Anchoring ADRs: all of the above — but especially the governance triangle ADR-68 (committee) + ADR-82 (committee → OP Meeting) + ADR-76 (OpenProject = SSoT), which is what keeps any AI participation in this platform reviewable, auditable, and reversible.
15. Pointers to Living Artifacts¶
This white paper is a snapshot synthesis. The artefacts below are live — they evolve continuously and remain the source of truth between revisions of this document. Anyone using this paper to reason about CVNTrade should consult them.
Source-of-truth artefacts
- ADR index — the canonical list of the 82 ADRs ; this paper's source corpus. New ADRs land here first.
- Architecture Decision Records (root migration notice) — historical context for the pre-2026-04-23 monolithic ADR.md.
- Design System Blueprint — the structural design framework this paper synthesizes.
- OPERATIONS runbook — operator playbook ; the day-to-day enforcement of the patterns above (committee §15, OpenProject §16).
Process artefacts
- Story Workflow — the 8-state workflow (
New → In specification → Specified → In progress → Developed → In testing → Tested → Closed+ escapes) that operationalizes ADR-69 / ADR-81. - CLAUDE.md (repo root) — the project's contract for AI-assisted engineering, which itself enforces several of the patterns described here.
Operational dashboards (read-only entry points)
- Grafana — operational entry point per ADR-26.
- MLflow — model registry and experiment tracking.

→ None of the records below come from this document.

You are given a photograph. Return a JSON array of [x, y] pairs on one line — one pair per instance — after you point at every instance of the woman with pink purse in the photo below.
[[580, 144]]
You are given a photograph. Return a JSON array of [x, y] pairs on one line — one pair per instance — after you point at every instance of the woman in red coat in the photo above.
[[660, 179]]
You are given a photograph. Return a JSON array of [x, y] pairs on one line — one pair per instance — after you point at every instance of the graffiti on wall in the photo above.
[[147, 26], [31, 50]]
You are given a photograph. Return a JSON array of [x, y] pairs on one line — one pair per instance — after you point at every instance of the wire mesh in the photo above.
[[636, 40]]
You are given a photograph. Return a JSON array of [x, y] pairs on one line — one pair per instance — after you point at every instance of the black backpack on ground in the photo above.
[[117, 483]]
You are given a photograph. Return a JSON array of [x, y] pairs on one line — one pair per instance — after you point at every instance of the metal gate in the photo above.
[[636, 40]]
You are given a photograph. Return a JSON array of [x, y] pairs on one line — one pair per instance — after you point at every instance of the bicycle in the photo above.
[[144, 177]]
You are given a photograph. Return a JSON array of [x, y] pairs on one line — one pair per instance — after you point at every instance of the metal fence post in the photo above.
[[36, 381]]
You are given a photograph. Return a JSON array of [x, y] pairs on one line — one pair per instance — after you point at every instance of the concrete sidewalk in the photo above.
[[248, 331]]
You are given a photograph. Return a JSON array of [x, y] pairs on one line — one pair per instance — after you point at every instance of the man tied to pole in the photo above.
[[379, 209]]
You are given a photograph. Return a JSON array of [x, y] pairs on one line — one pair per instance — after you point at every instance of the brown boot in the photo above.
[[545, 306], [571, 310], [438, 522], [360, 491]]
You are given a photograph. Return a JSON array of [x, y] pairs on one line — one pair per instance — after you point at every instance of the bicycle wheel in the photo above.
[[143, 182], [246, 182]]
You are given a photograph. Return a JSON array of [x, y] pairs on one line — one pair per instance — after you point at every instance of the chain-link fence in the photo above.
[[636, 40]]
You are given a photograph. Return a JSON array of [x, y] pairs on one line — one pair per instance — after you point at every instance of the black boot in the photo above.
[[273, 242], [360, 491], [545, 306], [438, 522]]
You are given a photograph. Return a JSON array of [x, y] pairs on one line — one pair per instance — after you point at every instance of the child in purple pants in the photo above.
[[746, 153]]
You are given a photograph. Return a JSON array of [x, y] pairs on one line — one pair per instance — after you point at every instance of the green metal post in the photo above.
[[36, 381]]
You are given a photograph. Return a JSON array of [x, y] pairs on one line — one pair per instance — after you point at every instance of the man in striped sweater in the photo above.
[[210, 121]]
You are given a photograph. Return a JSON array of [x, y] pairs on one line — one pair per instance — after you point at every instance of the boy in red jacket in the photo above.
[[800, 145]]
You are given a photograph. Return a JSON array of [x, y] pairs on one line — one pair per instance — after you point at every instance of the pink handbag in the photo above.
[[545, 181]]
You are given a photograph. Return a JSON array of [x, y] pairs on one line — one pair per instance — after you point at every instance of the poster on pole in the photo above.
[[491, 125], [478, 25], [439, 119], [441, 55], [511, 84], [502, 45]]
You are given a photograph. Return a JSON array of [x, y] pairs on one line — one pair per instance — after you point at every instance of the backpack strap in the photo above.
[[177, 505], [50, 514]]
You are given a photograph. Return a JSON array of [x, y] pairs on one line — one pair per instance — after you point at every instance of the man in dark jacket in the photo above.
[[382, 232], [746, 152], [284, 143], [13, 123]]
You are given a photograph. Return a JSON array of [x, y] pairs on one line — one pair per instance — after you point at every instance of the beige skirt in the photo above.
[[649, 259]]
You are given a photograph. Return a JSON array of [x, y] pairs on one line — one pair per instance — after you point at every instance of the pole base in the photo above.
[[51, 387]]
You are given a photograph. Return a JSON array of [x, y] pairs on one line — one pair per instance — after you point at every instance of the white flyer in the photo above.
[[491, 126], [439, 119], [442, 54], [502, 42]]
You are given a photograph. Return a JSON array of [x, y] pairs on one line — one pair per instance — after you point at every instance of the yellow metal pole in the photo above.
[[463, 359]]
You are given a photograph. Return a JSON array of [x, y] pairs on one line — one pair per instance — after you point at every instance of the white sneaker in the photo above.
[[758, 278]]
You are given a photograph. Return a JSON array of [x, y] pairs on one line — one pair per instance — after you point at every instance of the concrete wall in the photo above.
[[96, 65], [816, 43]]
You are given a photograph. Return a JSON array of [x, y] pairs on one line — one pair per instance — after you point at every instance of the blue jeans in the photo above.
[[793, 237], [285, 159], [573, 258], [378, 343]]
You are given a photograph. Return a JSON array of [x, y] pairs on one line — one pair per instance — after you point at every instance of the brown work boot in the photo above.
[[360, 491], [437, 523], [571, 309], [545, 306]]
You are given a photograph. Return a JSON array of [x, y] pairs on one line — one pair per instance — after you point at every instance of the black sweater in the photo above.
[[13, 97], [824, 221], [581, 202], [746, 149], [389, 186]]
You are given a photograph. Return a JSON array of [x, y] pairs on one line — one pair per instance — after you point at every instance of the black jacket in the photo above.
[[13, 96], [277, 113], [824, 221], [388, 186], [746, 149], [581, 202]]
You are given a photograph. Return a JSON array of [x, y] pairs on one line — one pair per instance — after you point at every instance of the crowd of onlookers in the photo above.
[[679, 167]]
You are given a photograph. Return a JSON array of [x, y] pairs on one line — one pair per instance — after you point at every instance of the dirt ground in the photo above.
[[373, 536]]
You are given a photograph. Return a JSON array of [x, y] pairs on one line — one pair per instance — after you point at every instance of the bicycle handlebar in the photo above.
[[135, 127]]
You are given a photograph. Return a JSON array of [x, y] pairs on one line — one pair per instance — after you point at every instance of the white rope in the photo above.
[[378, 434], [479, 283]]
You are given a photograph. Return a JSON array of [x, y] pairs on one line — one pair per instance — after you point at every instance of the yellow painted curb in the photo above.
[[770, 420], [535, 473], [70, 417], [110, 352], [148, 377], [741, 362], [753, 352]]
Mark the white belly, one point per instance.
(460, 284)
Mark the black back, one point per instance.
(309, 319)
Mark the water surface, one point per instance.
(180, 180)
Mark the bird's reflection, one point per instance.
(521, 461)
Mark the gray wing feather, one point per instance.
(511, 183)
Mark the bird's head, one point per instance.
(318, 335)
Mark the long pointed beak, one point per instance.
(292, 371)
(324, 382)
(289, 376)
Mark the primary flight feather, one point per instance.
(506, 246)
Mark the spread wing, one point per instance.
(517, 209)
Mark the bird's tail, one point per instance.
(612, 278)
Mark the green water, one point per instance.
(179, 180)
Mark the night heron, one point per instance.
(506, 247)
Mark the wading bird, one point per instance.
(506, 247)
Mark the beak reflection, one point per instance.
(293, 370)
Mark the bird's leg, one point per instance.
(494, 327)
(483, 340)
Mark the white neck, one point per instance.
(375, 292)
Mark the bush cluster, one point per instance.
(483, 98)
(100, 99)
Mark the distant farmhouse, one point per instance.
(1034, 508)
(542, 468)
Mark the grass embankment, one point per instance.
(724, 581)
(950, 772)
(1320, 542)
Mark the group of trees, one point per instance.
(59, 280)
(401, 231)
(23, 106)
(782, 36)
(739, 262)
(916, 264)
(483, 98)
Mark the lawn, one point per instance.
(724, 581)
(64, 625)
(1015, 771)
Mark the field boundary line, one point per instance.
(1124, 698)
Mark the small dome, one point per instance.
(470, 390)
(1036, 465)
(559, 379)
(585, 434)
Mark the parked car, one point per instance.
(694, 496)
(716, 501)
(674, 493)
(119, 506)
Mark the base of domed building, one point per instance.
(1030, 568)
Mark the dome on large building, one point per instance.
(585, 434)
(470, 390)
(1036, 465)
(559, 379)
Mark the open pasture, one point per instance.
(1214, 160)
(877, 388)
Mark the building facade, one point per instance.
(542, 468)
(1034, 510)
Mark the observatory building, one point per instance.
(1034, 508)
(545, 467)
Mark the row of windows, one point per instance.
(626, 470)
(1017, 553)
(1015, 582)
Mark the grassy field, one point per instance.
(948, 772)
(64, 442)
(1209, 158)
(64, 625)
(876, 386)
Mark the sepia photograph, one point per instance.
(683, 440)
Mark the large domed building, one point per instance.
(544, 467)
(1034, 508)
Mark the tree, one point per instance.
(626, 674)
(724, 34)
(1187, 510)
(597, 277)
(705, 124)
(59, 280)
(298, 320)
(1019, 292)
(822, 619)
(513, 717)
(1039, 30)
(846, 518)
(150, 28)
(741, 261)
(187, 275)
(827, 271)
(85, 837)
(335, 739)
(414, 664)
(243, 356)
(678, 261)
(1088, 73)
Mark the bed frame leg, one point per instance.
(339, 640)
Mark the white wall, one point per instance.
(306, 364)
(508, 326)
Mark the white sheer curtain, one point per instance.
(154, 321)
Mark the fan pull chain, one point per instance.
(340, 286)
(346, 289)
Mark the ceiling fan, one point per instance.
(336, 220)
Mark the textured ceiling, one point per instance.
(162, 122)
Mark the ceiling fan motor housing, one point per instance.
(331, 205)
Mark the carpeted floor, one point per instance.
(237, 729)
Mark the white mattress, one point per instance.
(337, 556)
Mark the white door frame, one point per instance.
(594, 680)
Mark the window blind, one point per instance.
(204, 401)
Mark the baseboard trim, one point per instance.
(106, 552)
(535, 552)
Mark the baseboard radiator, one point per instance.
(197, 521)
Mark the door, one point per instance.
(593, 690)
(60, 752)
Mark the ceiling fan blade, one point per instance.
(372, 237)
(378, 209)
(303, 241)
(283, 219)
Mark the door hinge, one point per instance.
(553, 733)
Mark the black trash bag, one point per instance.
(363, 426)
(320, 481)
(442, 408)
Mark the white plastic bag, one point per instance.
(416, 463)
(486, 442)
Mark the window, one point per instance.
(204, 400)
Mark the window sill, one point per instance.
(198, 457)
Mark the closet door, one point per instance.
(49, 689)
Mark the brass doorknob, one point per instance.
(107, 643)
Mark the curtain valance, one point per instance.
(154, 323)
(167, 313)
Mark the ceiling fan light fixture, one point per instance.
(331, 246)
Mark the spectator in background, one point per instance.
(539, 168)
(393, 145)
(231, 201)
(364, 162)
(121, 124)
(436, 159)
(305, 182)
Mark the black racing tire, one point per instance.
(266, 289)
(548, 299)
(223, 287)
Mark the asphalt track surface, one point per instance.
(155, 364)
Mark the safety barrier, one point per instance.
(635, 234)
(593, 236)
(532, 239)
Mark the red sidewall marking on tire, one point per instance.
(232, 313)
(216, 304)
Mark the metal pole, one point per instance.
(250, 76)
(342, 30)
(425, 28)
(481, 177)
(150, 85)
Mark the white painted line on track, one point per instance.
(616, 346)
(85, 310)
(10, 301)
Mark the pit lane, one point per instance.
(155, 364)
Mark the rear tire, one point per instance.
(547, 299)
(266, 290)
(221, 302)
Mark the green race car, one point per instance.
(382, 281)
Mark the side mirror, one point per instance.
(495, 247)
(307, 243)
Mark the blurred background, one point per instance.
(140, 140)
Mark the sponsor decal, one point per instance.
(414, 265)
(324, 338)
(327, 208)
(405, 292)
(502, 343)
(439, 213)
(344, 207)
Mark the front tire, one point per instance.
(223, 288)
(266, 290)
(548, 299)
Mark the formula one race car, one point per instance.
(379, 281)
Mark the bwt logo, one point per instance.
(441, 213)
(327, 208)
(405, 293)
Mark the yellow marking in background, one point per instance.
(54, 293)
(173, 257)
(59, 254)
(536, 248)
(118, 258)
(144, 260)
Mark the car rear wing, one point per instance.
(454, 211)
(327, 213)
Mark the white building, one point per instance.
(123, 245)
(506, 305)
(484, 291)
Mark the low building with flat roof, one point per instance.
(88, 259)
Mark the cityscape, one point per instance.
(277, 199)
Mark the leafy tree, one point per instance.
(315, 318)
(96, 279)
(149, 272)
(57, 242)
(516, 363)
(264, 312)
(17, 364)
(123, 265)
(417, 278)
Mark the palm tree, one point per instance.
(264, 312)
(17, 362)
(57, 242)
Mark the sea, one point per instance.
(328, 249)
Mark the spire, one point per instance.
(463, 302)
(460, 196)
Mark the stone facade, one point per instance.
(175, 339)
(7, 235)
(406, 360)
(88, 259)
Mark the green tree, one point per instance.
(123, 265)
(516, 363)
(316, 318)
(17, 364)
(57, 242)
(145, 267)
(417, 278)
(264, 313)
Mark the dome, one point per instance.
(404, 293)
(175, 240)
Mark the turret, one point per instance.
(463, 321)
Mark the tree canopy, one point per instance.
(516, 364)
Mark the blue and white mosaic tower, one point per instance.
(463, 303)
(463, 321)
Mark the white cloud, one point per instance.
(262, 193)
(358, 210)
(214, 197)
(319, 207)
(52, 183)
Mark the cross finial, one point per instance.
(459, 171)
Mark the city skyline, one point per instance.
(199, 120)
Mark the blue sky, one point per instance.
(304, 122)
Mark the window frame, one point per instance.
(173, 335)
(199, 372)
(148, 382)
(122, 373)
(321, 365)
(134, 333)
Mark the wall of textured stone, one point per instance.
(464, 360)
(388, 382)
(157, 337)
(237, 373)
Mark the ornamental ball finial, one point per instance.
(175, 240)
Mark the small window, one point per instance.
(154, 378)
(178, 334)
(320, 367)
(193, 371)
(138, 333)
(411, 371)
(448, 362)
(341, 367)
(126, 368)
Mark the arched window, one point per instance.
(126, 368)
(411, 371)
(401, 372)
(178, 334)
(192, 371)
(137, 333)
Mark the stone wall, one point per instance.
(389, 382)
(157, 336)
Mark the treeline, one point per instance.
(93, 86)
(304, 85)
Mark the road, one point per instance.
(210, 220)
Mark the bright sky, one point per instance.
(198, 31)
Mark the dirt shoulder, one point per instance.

- OpenProject — project SSoT roadmap (ADR-76).
- Console —
ftf_configeditor (ADR-59).
Updates to this document follow a normal PR + MkDocs publication path. The synthesis itself is expected to be revisited any time the ADR corpus grows by more than ~10 records or a new architectural axis emerges.
Conclusion¶
The ADRs of CVNTrade do not merely describe a platform.
They describe a philosophy of engineering.
A philosophy built around several powerful convictions:
- coherence is a competitive advantage;
- architecture must scale organizationally as well as technically;
- observability and reproducibility are non-negotiable;
- knowledge is infrastructure;
- governance must become executable;
- complexity must be constrained before it becomes unmanageable.
Many systems are designed to function.
CVNTrade appears designed to continue functioning while complexity grows.
That distinction matters enormously.
Because in the end, sustainable architectures are not the ones that avoid complexity.
They are the ones that remain understandable after complexity arrives.
Key Takeaways¶
-
Architecture is operational memory.
-
Coherence must be engineered deliberately.
-
Silent behavior is the enemy of reliable systems.
-
Runtime governance is becoming a strategic capability.
-
Documentation should be treated as infrastructure.
-
Reproducibility is foundational for AI-era platforms.
-
Guardrails scale better than conventions.
-
Extensibility must remain structured.
-
Observability is now part of architecture itself.
-
Sustainable systems are built to survive organizational scale, not only technical scale.